St. Paul Chamber Orchestra
• Founded 1959
Often appears with
The St. Paul Chamber Orchestra is the best known chamber orchestra in the United States. It is a modern instrument ensemble with a diverse repertory of music from the Baroque era to very recent times.
Unusual for an American city of around 600,000, Minneapolis-St. Paul has two strong, first-rate orchestras. The full-sized one, the Minnesota Orchestra is based in Minneapolis, and the smaller, the St. Paul Chamber Orchestra is, naturally, located in St. Paul, although both orchestras frequently play in each other's "home town" as well as in extensive outreach programs.
The first music director of the St. Paul Chamber Orchestra was Leopold Sipe, who formed it and raised it to a high level of achievement before stepping down in 1972. During his tenure, the orchestra became the only full-time chamber orchestra in the United States in 1968, remaining the only one until 1978.
Sipe was succeeded in 1972 by Dennis Russell Davies, who became known for his alert performances and interest in newer repertory. The famous violinist, violist, and conductor Pinchas Zukerman took the leadership position in 1980. Under his leadership, the SPCO made a move to its acoustically outstanding new hall, Ordway Auditorium in St. Paul, which also hosts several Minnesota Orchestra concerts a year as well as being the home of Minnesota Opera.
When Zukerman left in 1987, he was succeeded by an unusual triumvirate. By the beginning of the 1988 - 1989 season, Hugh Wolff was appointed principal conductor, conductor-harpsichordist Christopher Hogwood was director of music, and conductor-composer John Adams was creative chair. By 1992, two left and Wolff was named music director.
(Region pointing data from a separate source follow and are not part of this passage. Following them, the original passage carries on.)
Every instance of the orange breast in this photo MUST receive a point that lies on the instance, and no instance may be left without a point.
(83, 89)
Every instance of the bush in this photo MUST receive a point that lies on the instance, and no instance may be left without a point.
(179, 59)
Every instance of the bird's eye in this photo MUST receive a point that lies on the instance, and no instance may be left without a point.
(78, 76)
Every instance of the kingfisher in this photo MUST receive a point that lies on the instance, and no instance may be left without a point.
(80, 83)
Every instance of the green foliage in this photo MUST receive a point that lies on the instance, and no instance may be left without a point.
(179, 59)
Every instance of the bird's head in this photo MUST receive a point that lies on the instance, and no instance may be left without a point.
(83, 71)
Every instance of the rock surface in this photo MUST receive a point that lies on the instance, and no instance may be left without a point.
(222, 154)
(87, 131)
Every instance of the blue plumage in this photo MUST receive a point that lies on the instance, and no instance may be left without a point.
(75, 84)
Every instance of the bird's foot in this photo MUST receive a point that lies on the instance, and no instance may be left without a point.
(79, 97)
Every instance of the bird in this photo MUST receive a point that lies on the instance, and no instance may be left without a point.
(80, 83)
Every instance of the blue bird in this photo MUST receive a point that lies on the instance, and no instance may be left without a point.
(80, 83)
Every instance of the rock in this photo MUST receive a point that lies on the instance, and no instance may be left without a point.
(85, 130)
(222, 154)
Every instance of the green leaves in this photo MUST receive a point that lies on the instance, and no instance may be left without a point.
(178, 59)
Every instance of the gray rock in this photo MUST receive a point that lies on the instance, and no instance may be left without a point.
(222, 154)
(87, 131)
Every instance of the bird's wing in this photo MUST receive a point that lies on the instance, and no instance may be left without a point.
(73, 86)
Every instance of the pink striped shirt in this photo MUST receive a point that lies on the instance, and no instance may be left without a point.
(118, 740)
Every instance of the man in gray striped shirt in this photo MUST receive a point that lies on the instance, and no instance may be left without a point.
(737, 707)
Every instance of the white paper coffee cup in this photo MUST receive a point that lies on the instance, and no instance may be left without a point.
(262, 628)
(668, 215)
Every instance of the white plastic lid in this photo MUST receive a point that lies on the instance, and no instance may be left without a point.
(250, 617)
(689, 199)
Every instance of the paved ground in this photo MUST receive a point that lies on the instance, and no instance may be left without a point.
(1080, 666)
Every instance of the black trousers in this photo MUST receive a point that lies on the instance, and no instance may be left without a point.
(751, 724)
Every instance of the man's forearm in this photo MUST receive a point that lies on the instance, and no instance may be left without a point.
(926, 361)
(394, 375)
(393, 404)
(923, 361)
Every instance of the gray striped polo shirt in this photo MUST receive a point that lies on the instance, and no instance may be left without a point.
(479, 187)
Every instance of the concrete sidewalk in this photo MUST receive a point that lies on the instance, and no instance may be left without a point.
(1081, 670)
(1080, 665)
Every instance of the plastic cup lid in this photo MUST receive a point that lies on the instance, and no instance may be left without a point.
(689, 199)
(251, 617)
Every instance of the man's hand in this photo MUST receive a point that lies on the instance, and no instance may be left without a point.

The Saint Paul Chamber Orchestra comprises 33 highly skilled, solo-quality players and can be expanded and contracted depending on repertory. The orchestra has toured extensively in Europe, North and South America, and Asia. It has played at nearly all of America's great concert halls, including Carnegie Hall, and at the Musikverein in Vienna. On radio it has a highly popular concert series and an informal concert-discussion series called "Saint Paul Sunday" recorded by Minnesota Public Radio and distributed to over 160 stations by Public Radio International. It plays a 38-week season of over 150 concerts a year.
The SPCO has won ten awards from ASCAP (the composers' rights licensing organization) for adventurous programming. It has commissioned more than eighty new compositions and released close to sixty commercial recordings. Its recording of the complete original version of Aaron Copland's Appalachian Spring ballet score won a Grammy Award.
Wolff retired from his position with the SPCO at the end of the 1999 - 2000 season. In the following season, concerts were played by a number of guest conductors as well as Nicholas McGegan (the SPCO's Baroque series director) and Bobby McFerrin, holder of the creative chair. In October, 2000, the SPCO announced the hiring of German conductor Andreas Delfs, music director of the Milwaukee Symphony Orchestra, as its new music director.